Whether you’re packing for a tropical vacation or preparing for the summer sizzle, it’s important to remember some simple steps to staying safe in the sun.
The enchantment with having a “good tan” and looking “healthy” has led many people, including teenagers, to avoid using sunscreen. How and when sun damage occurs to childrens skin may surprise you. Many parents know that in the United States alone more than 1 million skin cancers are diagnosed in adults each year, resulting from damage to the skin during childhood. Many of these cancers are deadly melanomas. Over the last thirty years, the frequency of melanoma has more than doubled, even though sunscreen use has increased. About 80 percent of our total lifetime sun exposure happens during childhood. But there are two key ages to pay extra attention. Ultraviolet (UV) rays reflect off water, sand, and snow. UV rays also reach below water’s surface. Sunburns in children increased risk of melanoma. The sun’s rays are generally strongest from 10 a.m. to 4 p.m. If you outdoors, be sure their skin is protected.
Some easy steps for made your skin softer. Stick to warm (not hot) showers, and apply lotion while skin is still damp from the shower or bath. Green tea really cleans skin and soften. Sensitive skin is susceptible to skin irritations, redness, itching or rashes. Use a moisturizer that doesn’t contain potential allergens, such as fragrances or dyes, and is specifically designed for sensitive skin. Proper exfoliation also speeds up cell-turnover rate, meaning you’ll bring a radiant and glowing complexion to the surface more quickly. Regular use of a body scrub, which sloughs dead cells from the skin’s surface, can help rub out the problem within a couple of months. Rough, bumpy skin on the backs of your upper arms, butt, and thighs is the hallmark of this very common–and completely harmless–condition.
Use Sunscreen Every Day
Apply sunscreen every day on skin that is not protected by clothing or a hat. Choose a sunscreen with a Sun Protection Factor (SPF) of 15 or higher. And remember to reapply after swimming, sweating, or toweling dry.
Protect children younger than 6 months of age with clothing and keep them in the shade.

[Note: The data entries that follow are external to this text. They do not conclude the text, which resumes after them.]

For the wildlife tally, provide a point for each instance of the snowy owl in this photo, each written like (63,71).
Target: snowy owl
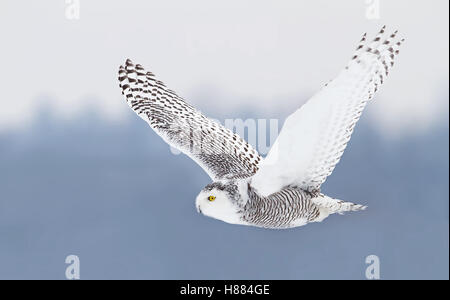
(282,190)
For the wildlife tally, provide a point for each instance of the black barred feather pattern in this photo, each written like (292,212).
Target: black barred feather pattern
(219,151)
(314,137)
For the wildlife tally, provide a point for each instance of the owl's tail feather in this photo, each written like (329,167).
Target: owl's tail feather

Description of Preventive Measures
Preventive measures for limiting sun exposure include sun avoidance (especially during midday), use of protective clothing and hats, and application of sunscreens. Protective clothing can include pants, hats, long-sleeved shirts, and newer sun-resistant fabrics. Physical sunscreens (e.g., zinc oxide) are opaque, often greasy formulations that reflect both UVA and UVB. Chemical sunscreens are non-opaque and absorb UVA, UVB, or both. Sunscreens are classified according to Sun Protection Factor (SPF), an index of protection against skin erythema. SPF ranges from 1-45 or above and quantifies UVB protection. (8) A sunscreen with SPF 15 filters 92% of the UVB. SPF is determined indoors using a light spectrum meant to mimic noontime sun; when tested outdoors, SPF may over-estimate sun protection by a factor of two, especially when the sun is close to the horizon owing to a changed ratio of UVA to UVB. (9) There is currently no uniform measure for UVA absorption. The UV index, a public health education tool reported by meteorologists in 58 U.S. cities, offers a daily report of UV light levels on a scale from 1-10+ (minimal to very high exposure).
Can tomatoes protect your skin?
There is a magical component in tomatoes that research is beginning to show could protect our skin from UV damage from sunburn. Its called lycopene and it is a very effective antioxidant.
About 85% of lycopene in the western diet is obtained only from tomatoes and the best place to find it is in tomato paste.
Our test was to establish whether eating tomato paste could help protect the skin from UV damage and UV-induced reddening. We took 23 women who were used to burning merely at the sight of the sun and asked half of them to eat 55g of tomato paste every day for 12 weeks (giving them 16mg of lycopene).